Part two of the book traces the intellectual and historical analysis
of unearned income, especially in treatments by Smith, Ricardo, Mill,
George, and Veblen. Then, in relying upon contemporary thinkers,
discussion moves to a recognition of the "knowledge commons"
and its importance for success in fostering further technical and
economic progress. By placing the locus of intellectual resources in
society, a moral claim is made for the recapture of the wealth that
stems from its ongoing applications. The authors quote Nobelist Joseph
Stiglitz in this regard, that "Just as the importance of land in
production changed dramatically as the economy moved from agriculture
to industry, so too does the movement to a knowledge economy
necessitate a rethinking of economic fundamentals." (p.139) The
implication is that our collective commons of knowledge is today more
significant than classical economists' appreciation of land as a
factor. One might quibble about the extent to which contemporary
wealth, both social and individual, is explained by the growth in
knowledge any more than it is, for example, by the intensive use of
fossil fuel energy sources. One might further argue that the knowledge
base that rightly ought to be regarded as common is being locked up in
patents that inflate their value and restrict and channel their use.

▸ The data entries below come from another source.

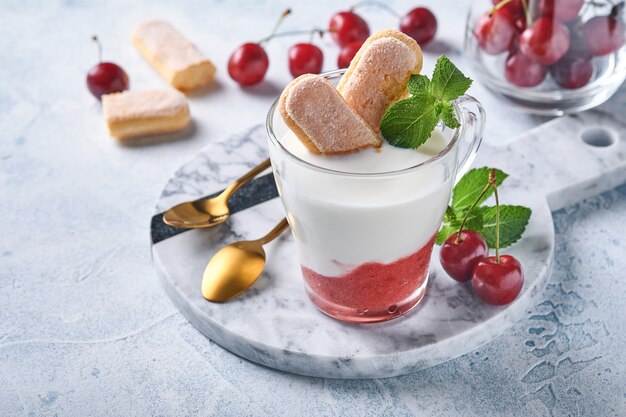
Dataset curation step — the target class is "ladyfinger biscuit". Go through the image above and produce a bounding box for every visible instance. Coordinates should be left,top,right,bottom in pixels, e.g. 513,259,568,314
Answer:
133,20,215,92
102,90,191,142
278,74,382,154
337,30,423,133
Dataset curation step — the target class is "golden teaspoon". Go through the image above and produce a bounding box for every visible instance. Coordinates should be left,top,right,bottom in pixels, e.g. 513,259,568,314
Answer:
202,219,289,302
163,159,270,229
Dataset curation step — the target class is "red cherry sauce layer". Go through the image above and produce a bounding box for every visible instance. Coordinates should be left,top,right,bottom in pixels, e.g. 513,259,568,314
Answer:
302,236,435,323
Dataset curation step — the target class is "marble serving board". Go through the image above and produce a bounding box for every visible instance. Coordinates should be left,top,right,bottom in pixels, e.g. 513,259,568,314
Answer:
151,112,626,378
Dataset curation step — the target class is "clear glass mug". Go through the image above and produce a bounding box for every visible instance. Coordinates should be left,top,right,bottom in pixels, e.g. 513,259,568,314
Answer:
267,70,485,323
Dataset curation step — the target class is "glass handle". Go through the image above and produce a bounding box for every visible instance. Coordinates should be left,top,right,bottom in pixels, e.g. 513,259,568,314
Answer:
456,95,486,182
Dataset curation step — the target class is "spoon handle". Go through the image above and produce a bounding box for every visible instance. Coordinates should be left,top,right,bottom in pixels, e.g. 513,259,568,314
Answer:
222,158,271,200
258,218,289,245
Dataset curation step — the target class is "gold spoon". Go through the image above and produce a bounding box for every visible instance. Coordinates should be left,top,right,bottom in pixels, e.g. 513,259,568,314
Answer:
163,159,270,229
202,219,289,302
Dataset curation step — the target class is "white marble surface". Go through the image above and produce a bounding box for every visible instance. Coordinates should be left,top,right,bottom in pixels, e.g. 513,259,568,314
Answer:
0,0,626,416
152,111,626,378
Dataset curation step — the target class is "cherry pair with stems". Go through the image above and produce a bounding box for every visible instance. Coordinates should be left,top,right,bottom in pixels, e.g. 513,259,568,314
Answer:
439,170,524,305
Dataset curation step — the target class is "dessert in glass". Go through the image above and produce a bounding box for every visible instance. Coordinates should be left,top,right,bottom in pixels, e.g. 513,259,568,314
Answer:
267,30,484,323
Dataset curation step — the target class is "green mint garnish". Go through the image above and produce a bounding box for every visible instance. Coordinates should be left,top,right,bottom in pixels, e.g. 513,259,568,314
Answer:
380,55,472,149
452,167,508,211
435,167,532,248
474,205,531,248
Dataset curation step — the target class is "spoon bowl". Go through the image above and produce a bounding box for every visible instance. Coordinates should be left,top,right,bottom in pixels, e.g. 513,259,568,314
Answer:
163,197,230,229
202,219,289,302
163,159,270,229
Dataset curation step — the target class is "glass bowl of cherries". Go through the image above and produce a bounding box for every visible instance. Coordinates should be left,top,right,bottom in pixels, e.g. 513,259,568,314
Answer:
465,0,626,115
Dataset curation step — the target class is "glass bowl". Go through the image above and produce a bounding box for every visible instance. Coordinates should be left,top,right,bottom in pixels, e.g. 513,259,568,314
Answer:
465,0,626,115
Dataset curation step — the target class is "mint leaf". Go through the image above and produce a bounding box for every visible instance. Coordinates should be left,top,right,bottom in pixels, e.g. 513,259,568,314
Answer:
435,225,459,245
408,74,430,94
435,206,483,245
452,167,509,212
431,55,472,101
439,101,461,129
380,92,439,149
443,206,456,223
479,205,532,248
450,208,483,232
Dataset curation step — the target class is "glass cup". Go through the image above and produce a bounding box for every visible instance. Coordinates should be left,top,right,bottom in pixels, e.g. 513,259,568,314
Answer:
267,70,485,323
464,0,626,116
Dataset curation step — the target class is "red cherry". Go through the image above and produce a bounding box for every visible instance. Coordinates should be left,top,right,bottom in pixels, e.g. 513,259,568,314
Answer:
400,7,437,45
550,54,593,89
439,230,489,282
583,16,625,56
539,0,585,22
228,42,270,86
472,255,524,306
87,35,128,100
87,62,128,100
328,11,370,47
493,0,524,16
288,43,324,78
515,15,527,32
474,9,517,55
504,52,548,87
519,17,570,65
337,41,363,68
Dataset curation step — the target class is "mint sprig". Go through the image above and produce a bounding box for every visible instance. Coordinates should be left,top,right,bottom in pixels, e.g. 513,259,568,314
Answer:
380,55,472,149
435,167,532,248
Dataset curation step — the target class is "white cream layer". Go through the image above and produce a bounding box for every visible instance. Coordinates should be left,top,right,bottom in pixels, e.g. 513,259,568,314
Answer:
270,132,456,276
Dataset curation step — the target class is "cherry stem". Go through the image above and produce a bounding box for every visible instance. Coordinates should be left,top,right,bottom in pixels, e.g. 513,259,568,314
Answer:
522,0,532,26
489,169,500,263
454,170,497,243
309,28,326,43
259,9,291,45
91,35,102,62
350,1,402,19
489,0,513,16
259,28,332,44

But in the main, the points addressed concerning the relationship
between knowledge and wealth are on target. Yet to claim that the
growth of the knowledge commons lessens the importance of land
requires further discussion.
The authors are undoubtedly right that the fortunes made by
entrepreneurs able to combine information with insights is unduly
rewarded. But apart from a general defense of the commons, public
sector enterprises, and of taxing unearned income, there is no
explicit discussion of the mechanisms by which such "unjust
deserts" should be reclaimed. Presumably, by inference, taxes
would somehow be imposed on the returns generated by investments and
royalties from knowledge resources. Or perhaps again by raising the
marginal rates on personal income. The moral grounds are convincing,
but the mechanisms remain unexplored. Here the Georgist philosophy can
offer insights that demonstrate its relevance today. Far from having
been superseded by the shift from agricultural and manufacturing
economies, the knowledge economy still arguably depends upon resource
rents with an inelastic supply -- namely "land." Knowledge
packets flow through the sites of market exchange just as always.
Spectrum use, geo-spatial nodes, and other means of access long
understood continue to have site value just as do mineral and energy
resources -- in this sense "land" in all its forms remains
no less important.
Professor Mason Gaffney's venerable acronym ATCOR -- all taxes come
out of rent -- continues to be relevant; regardless where and what the
locus of taxes are, they ultimately translate to flows of rent. It
remains true that by taxing the bases where rents exist, all the
economic inefficiencies and distortions that otherwise obtain are
thereby avoided. But it also remains to be demonstrated how much
knowledge bases harbor rents. The challenge of the Georgist movement
is to identify and quantify those flows of rent so that the unjust
deserts, of which Alperovitz and Daly so eloquently speak, can be
recaptured and returned for their proper application.